(Globes (Tel Aviv) Via Acquire Media NewsEdge) June 17--Mobile carrier Cellcom Israel Ltd. (NYSE:CEL; TASE:CEL) will offer Internet protocol television (IPTV) services, also known as over the top television (OTT TV). The board of directors made the decision today, which realizes the carrier's strategy to become a telecommunications group
Cellcom did not disclose how it will enter the market, but it will likely involve a combination of digital terrestrial television Idan + with IPTV broadcasts. Entry into the television market is vital for Cellcom, a unit of IDB Development Corporation Ltd. (TASE:IDBD), as this is a new high risk-very low profit business. The decision will cause rival carrier, Orange franchisee Partner Communications Ltd. (Nasdaq: PTNR; TASE: PTNR), to enter the IPTV market as well, which will presumably result in competition that will affect prices.

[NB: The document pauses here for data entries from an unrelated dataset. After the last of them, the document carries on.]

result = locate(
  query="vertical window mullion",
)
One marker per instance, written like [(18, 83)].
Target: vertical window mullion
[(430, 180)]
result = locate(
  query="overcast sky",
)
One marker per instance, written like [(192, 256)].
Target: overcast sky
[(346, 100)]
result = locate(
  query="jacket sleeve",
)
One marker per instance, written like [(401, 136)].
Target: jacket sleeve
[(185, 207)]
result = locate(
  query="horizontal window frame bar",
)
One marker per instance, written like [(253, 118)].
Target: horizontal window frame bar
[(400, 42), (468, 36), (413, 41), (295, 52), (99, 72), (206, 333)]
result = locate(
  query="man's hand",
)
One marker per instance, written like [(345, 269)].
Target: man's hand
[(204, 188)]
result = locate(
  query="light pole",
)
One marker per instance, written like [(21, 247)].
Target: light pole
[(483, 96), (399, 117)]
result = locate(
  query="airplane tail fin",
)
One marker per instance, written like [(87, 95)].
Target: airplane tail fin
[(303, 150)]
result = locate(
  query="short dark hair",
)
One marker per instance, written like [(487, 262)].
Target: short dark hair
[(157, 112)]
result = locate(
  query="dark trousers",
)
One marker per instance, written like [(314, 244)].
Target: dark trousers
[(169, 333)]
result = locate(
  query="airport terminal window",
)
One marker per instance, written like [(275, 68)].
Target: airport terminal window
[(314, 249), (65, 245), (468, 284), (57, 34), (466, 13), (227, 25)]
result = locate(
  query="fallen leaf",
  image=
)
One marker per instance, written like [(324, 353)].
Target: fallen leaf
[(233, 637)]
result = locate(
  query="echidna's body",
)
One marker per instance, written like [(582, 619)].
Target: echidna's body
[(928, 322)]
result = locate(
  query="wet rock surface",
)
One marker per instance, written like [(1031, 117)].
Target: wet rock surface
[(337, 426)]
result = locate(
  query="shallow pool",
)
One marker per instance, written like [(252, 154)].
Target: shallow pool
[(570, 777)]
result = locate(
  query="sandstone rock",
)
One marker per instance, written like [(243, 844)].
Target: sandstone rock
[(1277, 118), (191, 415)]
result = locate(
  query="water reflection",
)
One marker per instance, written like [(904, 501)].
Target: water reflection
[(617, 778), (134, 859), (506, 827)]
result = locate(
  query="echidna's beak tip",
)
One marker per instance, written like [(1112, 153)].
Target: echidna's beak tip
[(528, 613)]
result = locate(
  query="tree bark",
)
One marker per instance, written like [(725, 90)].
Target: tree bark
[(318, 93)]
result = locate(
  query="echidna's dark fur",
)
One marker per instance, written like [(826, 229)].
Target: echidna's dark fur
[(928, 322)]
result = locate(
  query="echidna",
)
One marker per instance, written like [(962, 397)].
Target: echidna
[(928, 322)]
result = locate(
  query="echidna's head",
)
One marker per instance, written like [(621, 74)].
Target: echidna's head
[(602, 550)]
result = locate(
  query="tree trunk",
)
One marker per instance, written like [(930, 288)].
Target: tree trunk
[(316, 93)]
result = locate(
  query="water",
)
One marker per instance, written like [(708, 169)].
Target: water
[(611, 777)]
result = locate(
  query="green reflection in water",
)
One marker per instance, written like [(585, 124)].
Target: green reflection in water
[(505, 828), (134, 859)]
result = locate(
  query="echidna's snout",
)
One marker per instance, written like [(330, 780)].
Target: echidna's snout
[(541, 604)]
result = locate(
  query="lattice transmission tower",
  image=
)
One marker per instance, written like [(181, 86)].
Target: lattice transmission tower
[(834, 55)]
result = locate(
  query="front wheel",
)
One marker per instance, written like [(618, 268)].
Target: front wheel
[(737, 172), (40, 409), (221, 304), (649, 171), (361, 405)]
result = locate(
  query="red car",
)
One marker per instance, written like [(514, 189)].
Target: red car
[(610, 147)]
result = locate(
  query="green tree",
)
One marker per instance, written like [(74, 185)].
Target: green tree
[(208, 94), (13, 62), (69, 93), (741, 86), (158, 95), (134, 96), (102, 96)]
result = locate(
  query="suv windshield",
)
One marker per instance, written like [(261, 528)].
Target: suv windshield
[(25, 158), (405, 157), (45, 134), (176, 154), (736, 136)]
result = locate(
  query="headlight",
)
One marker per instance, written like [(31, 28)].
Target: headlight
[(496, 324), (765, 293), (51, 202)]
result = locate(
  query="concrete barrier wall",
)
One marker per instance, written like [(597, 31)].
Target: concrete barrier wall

Israel's television market is controlled by Bezeq Israeli Telecommunication Co. Ltd. (TASE: BEZQ) unit DBS Satellite Services (1998) Ltd. (YES) via satellite and Hot Telecommunication Systems Ltd. (TASE: HOT.B1) via cable. Consumer prices are high because of the lack of competition. High content costs and providers' difficulty in acquiring customers are the main obstacles to expanding competition. Cellcom believes that these problems are solvable with IDan + and IPTV.
Cellcom had previously said that it would not enter the sector until the conditions were ready. It changed its mind, albeit only declaratively and not operationally, even though landline communications and use of Bezeq and Hot's infrastructures (the wholesale market) have not been settled.